After Upgrading our main MT Router to v3.6 some mangle rules that existed in 2.9.51 cannot be installed to v3.6.

Our network gateway router has two wan Ethernet interfaces and a lan interface. All internet data from the lan is masqueraded to the default routes (wan1 wan2) but wan2 gateway route requires a routing mark.

Routing marks are simply added by mangle rules that match to IP addresses from LAN
However since wan2 will only route data to the internet that has a packet mark the router itself cannot respond to ping requests etc from the internet from wan2 (the reply from the MT will not go out through wan2 because the reply packets lack routing marks)

In 2.9.51 you could have a mangle rule: which would catch all data destined to go out wan2 and ensure it had the correct routing mark to be routed out the wan2 gateway. With this enabled in v2.9.51 the router could respond to requests perfectly on wan2.

when upgrading to 3.6 all existing mangle rules (in fact all other settings) were imported etc but the above mangle rule from 2.9.51 was missing. So I tried to enter it manually to the newly upgraded 3.6 and... Is this a bug? or is it now by v3 design that we can no longer catch outgoing interfaces and apply routing marks so that they leave (routed) through the correct Ethernet interface.

I have tried many different workarounds in the last 24hrs, including other mangle rules to mark packets followed by another mangle rule to get those marked packets and mark the routing on them. So far no success.

Any ideas?

In v3.x routing marks are valid only in prerouting and output chains.

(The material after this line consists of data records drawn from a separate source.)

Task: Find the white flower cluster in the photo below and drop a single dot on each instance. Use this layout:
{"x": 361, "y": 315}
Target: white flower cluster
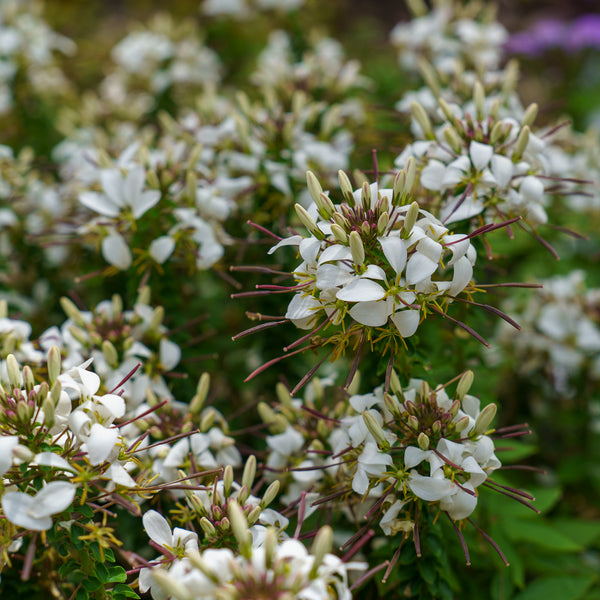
{"x": 478, "y": 162}
{"x": 245, "y": 9}
{"x": 560, "y": 332}
{"x": 273, "y": 568}
{"x": 323, "y": 69}
{"x": 164, "y": 55}
{"x": 374, "y": 259}
{"x": 450, "y": 37}
{"x": 443, "y": 459}
{"x": 75, "y": 421}
{"x": 29, "y": 46}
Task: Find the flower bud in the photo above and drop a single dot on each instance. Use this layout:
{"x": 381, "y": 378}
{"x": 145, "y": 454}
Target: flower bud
{"x": 14, "y": 372}
{"x": 339, "y": 234}
{"x": 201, "y": 393}
{"x": 464, "y": 384}
{"x": 376, "y": 430}
{"x": 521, "y": 144}
{"x": 308, "y": 222}
{"x": 249, "y": 472}
{"x": 356, "y": 248}
{"x": 314, "y": 187}
{"x": 346, "y": 188}
{"x": 409, "y": 220}
{"x": 530, "y": 115}
{"x": 72, "y": 311}
{"x": 420, "y": 116}
{"x": 484, "y": 419}
{"x": 320, "y": 548}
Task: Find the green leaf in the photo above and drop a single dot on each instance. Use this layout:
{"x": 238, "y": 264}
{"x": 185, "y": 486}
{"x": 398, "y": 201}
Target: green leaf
{"x": 541, "y": 534}
{"x": 563, "y": 587}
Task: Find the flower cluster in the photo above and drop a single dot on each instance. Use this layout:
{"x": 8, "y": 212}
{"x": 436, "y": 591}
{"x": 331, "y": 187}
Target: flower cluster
{"x": 375, "y": 260}
{"x": 561, "y": 332}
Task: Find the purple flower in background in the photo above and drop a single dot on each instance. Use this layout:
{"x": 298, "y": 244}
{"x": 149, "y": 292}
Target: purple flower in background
{"x": 546, "y": 34}
{"x": 584, "y": 33}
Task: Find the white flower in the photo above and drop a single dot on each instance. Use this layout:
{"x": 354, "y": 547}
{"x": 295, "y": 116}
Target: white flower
{"x": 33, "y": 512}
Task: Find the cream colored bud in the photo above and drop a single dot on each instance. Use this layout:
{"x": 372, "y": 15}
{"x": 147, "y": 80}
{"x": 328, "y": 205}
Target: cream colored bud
{"x": 72, "y": 311}
{"x": 325, "y": 206}
{"x": 14, "y": 371}
{"x": 409, "y": 220}
{"x": 208, "y": 420}
{"x": 497, "y": 134}
{"x": 270, "y": 494}
{"x": 157, "y": 318}
{"x": 346, "y": 188}
{"x": 464, "y": 384}
{"x": 249, "y": 472}
{"x": 521, "y": 144}
{"x": 382, "y": 223}
{"x": 314, "y": 187}
{"x": 201, "y": 394}
{"x": 356, "y": 248}
{"x": 479, "y": 100}
{"x": 453, "y": 139}
{"x": 144, "y": 295}
{"x": 484, "y": 419}
{"x": 339, "y": 234}
{"x": 170, "y": 585}
{"x": 207, "y": 527}
{"x": 110, "y": 353}
{"x": 446, "y": 110}
{"x": 420, "y": 116}
{"x": 308, "y": 222}
{"x": 530, "y": 115}
{"x": 28, "y": 378}
{"x": 429, "y": 76}
{"x": 191, "y": 186}
{"x": 239, "y": 527}
{"x": 376, "y": 431}
{"x": 320, "y": 548}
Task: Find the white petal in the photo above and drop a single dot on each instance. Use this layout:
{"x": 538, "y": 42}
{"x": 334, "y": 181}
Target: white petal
{"x": 480, "y": 154}
{"x": 372, "y": 314}
{"x": 335, "y": 252}
{"x": 429, "y": 488}
{"x": 113, "y": 185}
{"x": 114, "y": 403}
{"x": 161, "y": 248}
{"x": 419, "y": 267}
{"x": 16, "y": 505}
{"x": 502, "y": 168}
{"x": 463, "y": 272}
{"x": 99, "y": 203}
{"x": 394, "y": 250}
{"x": 49, "y": 459}
{"x": 407, "y": 321}
{"x": 52, "y": 499}
{"x": 361, "y": 290}
{"x": 100, "y": 443}
{"x": 157, "y": 528}
{"x": 532, "y": 188}
{"x": 414, "y": 456}
{"x": 145, "y": 202}
{"x": 294, "y": 240}
{"x": 7, "y": 443}
{"x": 116, "y": 252}
{"x": 432, "y": 175}
{"x": 170, "y": 353}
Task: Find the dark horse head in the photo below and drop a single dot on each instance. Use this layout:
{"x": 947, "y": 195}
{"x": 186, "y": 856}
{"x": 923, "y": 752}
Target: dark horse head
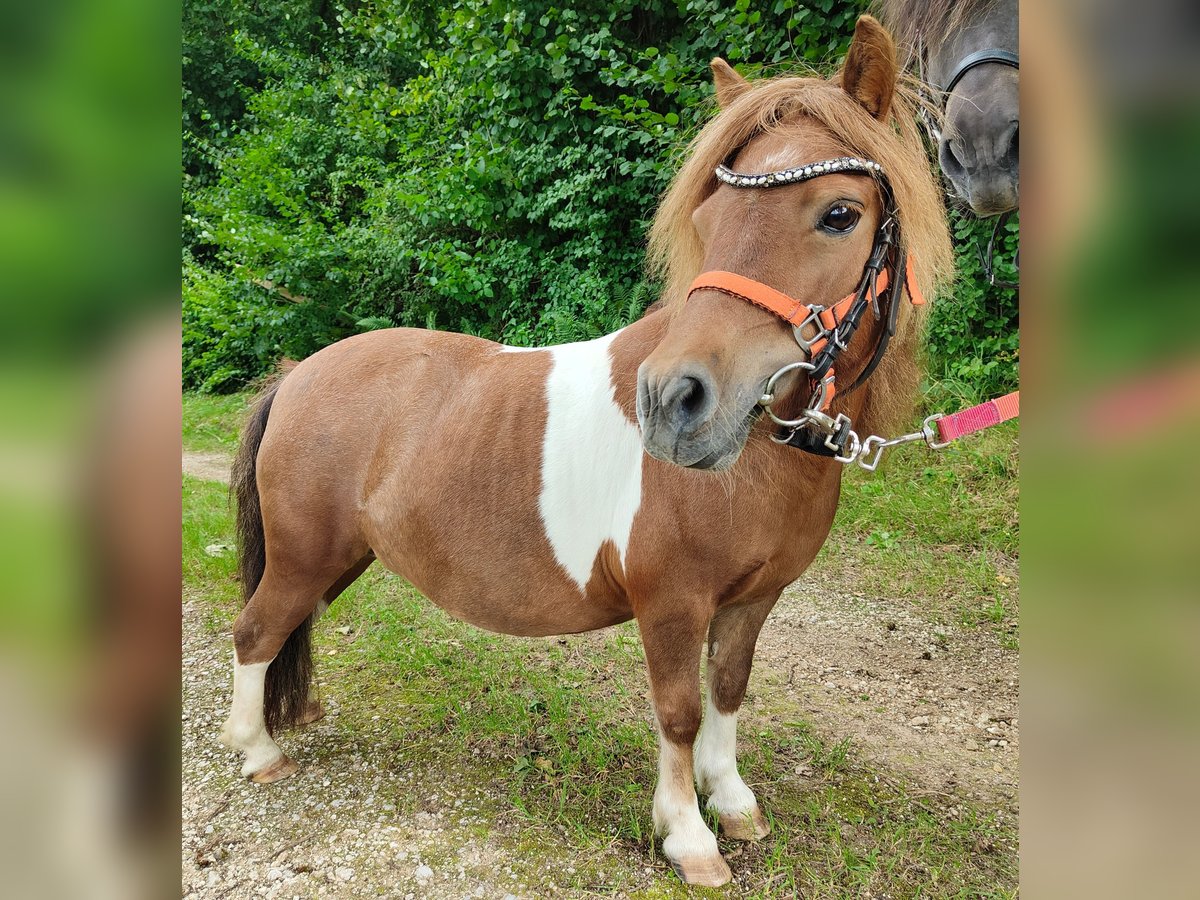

Do the same but on output chain this should help, i do mark-routing on output chain and set a src-address filter to the public ip MT has, and then when you ping that MT from the world it responds, however this rule doesn't make MT to use this routing mark to get outside (ie when you do ping yahoo.com from wibox this rule won't make him use this route)

B/R
Michal

Ok, Many thanks for your suggestion. I have come to this configuration that seems to work. So here I am marking all connections that come in from WAN2, then checking all outbound packets for this connection mark. If it has this connection mark then the rule below will add the correct WAN2 routing mark.

Your welcome

Ok, this just wont work. Version 3 will not let you add a routing mark that go out a particular interface. Its simply broken.

We have rolled back to 2.9.51 (again) because you CAN add route marks prior to leaving on a particular interface in that version.

When will this be fixed fo v3? no workarounds have a 100% success in this.

once a packet has determined and out-interface its too late to change that with a routing mark.

once a packet has determined and out-interface its too late to change that with a routing mark.

So it seems with V3.

Same in 2.8 and in 2.9! if you place packet mark rules in other chains it can be used only for furder matching in other chains - so basically it was useless, and it was not working.